An Interview with Associate Director of the Graduate Career Development Center, Anne Steen
Film by Kaveri Marathe (MSFS '13)
Article by Haysel Hernandez-Holschu (MSFS '13)
An unassuming office in the Intercultural Center houses the School of Foreign Service’s Graduate Career Development Center, where students can access a wealth of resources to guide them through their career and internship searches. Anne Steen, Associate Director of the GCDC, explained that attending graduate school is a life-altering decision and utilizing the time and resources offered at the School of Foreign Service can make that decision pay off.
“A graduate degree is a credential. Students come here to build a skill set. In a tough job market that is becoming increasingly over-educated, having a skill set is critical,” explained Steen.
Steen sees many benefits of visiting the Career Center versus searching for a position alone without guidance, “We can help students focus their job search. If you are here and we get to know you, we can help you with more tailored services.”
The CDC offers a range of services from individual counseling, workshops ranging from interviewing skills to cover letter writing, and Simplicity, a website popular with students where jobs are posted.

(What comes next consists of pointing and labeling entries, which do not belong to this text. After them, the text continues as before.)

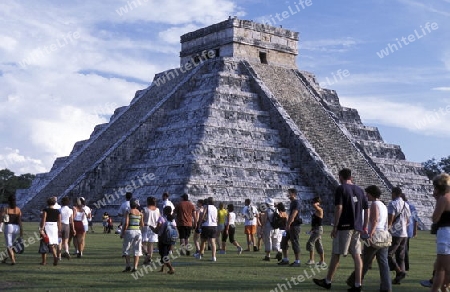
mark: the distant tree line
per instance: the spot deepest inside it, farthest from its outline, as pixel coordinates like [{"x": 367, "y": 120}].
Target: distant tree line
[
  {"x": 9, "y": 183},
  {"x": 433, "y": 167}
]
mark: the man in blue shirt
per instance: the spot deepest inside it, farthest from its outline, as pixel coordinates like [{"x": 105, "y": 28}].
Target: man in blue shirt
[
  {"x": 350, "y": 219},
  {"x": 292, "y": 230}
]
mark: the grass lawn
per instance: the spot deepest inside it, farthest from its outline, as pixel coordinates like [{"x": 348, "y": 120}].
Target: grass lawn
[{"x": 100, "y": 269}]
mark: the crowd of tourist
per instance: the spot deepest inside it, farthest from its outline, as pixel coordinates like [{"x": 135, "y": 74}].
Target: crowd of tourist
[{"x": 364, "y": 230}]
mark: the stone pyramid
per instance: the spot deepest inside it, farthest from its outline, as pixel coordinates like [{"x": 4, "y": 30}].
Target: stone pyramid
[{"x": 236, "y": 120}]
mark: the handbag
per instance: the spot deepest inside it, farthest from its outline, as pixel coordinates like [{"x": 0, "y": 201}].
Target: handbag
[
  {"x": 18, "y": 246},
  {"x": 380, "y": 239},
  {"x": 43, "y": 247}
]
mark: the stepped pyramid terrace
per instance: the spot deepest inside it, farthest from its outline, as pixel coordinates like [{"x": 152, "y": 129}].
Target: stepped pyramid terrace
[{"x": 238, "y": 119}]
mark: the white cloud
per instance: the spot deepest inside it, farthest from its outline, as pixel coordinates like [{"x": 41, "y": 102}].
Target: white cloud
[
  {"x": 20, "y": 164},
  {"x": 174, "y": 12},
  {"x": 413, "y": 118},
  {"x": 172, "y": 35},
  {"x": 330, "y": 45},
  {"x": 441, "y": 88}
]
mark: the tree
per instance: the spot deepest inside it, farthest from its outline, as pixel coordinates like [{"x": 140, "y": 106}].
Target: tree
[{"x": 432, "y": 167}]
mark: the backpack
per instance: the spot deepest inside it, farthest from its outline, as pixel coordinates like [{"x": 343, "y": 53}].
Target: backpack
[
  {"x": 170, "y": 234},
  {"x": 250, "y": 213},
  {"x": 278, "y": 221}
]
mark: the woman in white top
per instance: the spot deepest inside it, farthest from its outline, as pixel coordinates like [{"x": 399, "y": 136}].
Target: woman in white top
[
  {"x": 151, "y": 215},
  {"x": 377, "y": 221},
  {"x": 230, "y": 228},
  {"x": 78, "y": 217}
]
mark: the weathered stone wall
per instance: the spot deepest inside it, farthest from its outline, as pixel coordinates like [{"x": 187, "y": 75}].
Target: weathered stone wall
[
  {"x": 242, "y": 39},
  {"x": 387, "y": 159},
  {"x": 231, "y": 129}
]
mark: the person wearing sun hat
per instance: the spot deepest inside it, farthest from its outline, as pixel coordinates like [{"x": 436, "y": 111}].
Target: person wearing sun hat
[{"x": 270, "y": 235}]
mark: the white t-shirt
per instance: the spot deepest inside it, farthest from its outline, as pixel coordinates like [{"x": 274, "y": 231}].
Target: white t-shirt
[
  {"x": 66, "y": 213},
  {"x": 151, "y": 216},
  {"x": 232, "y": 218},
  {"x": 247, "y": 220},
  {"x": 395, "y": 207},
  {"x": 382, "y": 216},
  {"x": 167, "y": 203},
  {"x": 87, "y": 210},
  {"x": 212, "y": 216}
]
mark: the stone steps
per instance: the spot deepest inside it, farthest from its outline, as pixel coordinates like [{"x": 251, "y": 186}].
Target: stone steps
[{"x": 328, "y": 139}]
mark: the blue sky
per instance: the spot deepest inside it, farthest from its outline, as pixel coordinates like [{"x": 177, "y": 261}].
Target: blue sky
[{"x": 66, "y": 65}]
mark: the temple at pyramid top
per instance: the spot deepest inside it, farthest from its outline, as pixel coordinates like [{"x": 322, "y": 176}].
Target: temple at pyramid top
[{"x": 254, "y": 42}]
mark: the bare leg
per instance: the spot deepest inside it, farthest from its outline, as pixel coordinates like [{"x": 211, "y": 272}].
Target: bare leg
[
  {"x": 334, "y": 262},
  {"x": 11, "y": 255}
]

However, there are many pitfalls students stumble upon while on their career paths. While incoming students focus most of their time on academics, Steen reminds them of the need to engage with members of the Georgetown community outside the classroom. “Our first-year students make some common mistakes; they don’t realize the opportunity of networking right away and utilizing the resources on campus to do so,” Steen said, pointing to the alumni networks and connections to professors as ways of effectively beginning the networking process.
Steen encourages students to start working toward their careers early on in their graduate careers. In the Master of Science in Foreign Service program, students are required to complete an internship, an opportunity from which Steen said they shouldn’t shrink away. “The internship requirement is a must. The theoretical knowledge you are learning is important--applying that in the field is critical. [In addition, students gain indispensable skills and relationships by] finding a relevant internship and networking. It’s important to build skills that are transferable. During your internship, you learn to hone skills and demonstrate impact,” she clarified.
As a final remark, Steen reminds students to be open to learning outside the classroom in the global community of work offered by MSFS. “The MSFS brand is rock solid and there are many success stories. Utilize all the resources we give you,” she suggested.